Dern's story is one of unfulfilled potential, not for lack of talent—she’s a physical specimen, and appears to have sacrificed Instagram clout for increased muscle mass—but perhaps for a lack of singular focus. Her tumultuous life outside the cage seems to have diluted her focus inside the cage, and that’s saying something given the extraordinary weight misses that defined the earlier part of her MMA career. The question naturally arises: What path does Dern wish to tread? Does she aspire to the cold, calculated ferocity of a seasoned MMA fighter, or does her heart lie in the more glamorous world outside the octagon? If I were her, I’d take the OnlyFans money in half of a split second, but I’m a lazy man who has always preferred the easy and sure thing to the hard and uncertain one.

This recent defeat at the hands of Andrade is more than a blemish on her record; it's a clarion call for introspection. The world of MMA is unforgiving and significantly underpaid, a realm where only ascetics and obsessives like current UFC middleweight champion Sean Strickland can ascend to the zenith. For Dern, a crossroads beckons—a choice between embracing the disciplined, often monastic path of a fighter seeking redemption or continuing to juggle multiple identities, with the risk of becoming a cautionary tale in a sport that waits for no one.

Mackenzie Dern's journey in MMA is a narrative still being written.
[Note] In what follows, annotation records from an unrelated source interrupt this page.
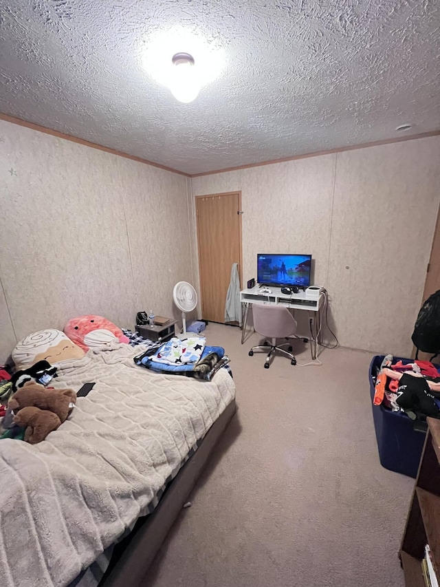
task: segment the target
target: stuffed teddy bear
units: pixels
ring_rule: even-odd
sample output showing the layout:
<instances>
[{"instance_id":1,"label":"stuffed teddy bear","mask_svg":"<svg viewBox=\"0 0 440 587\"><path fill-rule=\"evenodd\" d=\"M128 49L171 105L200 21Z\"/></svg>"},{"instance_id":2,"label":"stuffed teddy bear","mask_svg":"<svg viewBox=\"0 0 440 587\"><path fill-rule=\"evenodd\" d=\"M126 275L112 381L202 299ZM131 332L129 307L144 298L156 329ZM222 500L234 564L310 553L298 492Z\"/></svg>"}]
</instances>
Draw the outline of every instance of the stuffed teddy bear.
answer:
<instances>
[{"instance_id":1,"label":"stuffed teddy bear","mask_svg":"<svg viewBox=\"0 0 440 587\"><path fill-rule=\"evenodd\" d=\"M31 445L44 440L50 432L56 430L61 424L61 420L53 412L40 409L36 406L23 407L14 416L14 422L26 429L23 440Z\"/></svg>"},{"instance_id":2,"label":"stuffed teddy bear","mask_svg":"<svg viewBox=\"0 0 440 587\"><path fill-rule=\"evenodd\" d=\"M76 402L76 394L73 389L47 389L39 383L28 381L10 399L8 407L14 416L25 407L39 407L54 412L63 423L71 412L71 404Z\"/></svg>"}]
</instances>

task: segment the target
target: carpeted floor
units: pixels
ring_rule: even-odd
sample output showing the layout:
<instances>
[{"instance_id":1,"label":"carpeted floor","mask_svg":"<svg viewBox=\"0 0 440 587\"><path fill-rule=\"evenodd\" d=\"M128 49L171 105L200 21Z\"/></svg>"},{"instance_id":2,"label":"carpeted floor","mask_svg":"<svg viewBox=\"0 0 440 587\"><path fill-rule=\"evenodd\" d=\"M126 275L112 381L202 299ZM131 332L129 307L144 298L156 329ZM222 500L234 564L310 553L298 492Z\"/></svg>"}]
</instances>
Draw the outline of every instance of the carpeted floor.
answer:
<instances>
[{"instance_id":1,"label":"carpeted floor","mask_svg":"<svg viewBox=\"0 0 440 587\"><path fill-rule=\"evenodd\" d=\"M239 411L145 586L403 587L397 559L413 480L379 462L369 353L264 369L236 328L210 324L232 359ZM294 347L298 362L308 347Z\"/></svg>"}]
</instances>

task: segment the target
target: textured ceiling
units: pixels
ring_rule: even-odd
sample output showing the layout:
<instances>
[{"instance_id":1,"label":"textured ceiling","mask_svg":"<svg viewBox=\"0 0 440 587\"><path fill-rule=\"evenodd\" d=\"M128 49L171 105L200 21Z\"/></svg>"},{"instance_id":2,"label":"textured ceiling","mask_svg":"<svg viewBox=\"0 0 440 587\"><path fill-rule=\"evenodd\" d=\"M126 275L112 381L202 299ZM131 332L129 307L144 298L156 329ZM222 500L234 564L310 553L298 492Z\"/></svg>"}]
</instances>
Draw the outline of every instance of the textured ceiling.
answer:
<instances>
[{"instance_id":1,"label":"textured ceiling","mask_svg":"<svg viewBox=\"0 0 440 587\"><path fill-rule=\"evenodd\" d=\"M0 0L0 111L188 173L436 130L439 6ZM188 32L223 68L182 104L152 47Z\"/></svg>"}]
</instances>

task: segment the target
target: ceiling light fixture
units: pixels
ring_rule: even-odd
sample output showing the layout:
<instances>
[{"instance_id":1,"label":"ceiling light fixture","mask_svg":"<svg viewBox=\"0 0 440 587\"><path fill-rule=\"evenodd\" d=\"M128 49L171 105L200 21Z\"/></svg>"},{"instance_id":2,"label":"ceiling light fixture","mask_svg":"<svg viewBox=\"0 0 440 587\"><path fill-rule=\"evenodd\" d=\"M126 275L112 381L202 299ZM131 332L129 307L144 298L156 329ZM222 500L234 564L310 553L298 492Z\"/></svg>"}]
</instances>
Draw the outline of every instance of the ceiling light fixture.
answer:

Her recent loss to Andrade encapsulates her current predicament—a one-note grappling genius still struggling to find her footing in the multidimensional world of MMA, Ryan Hall with an ambiguous, ever-shifting accent and a more substantial social media following. At this juncture, the choices she makes henceforth will not just shape her career but also define her legacy in a sport that has little room for anything but absolute commitment. God has his plans and Mackenzie Dern has hers, but rarely do the twain intersect. For Dern, like nearly all of the rest of us, happiness and emotional content are likely to be little more than nice-to-have things you miss by mere moments at some appointed destination.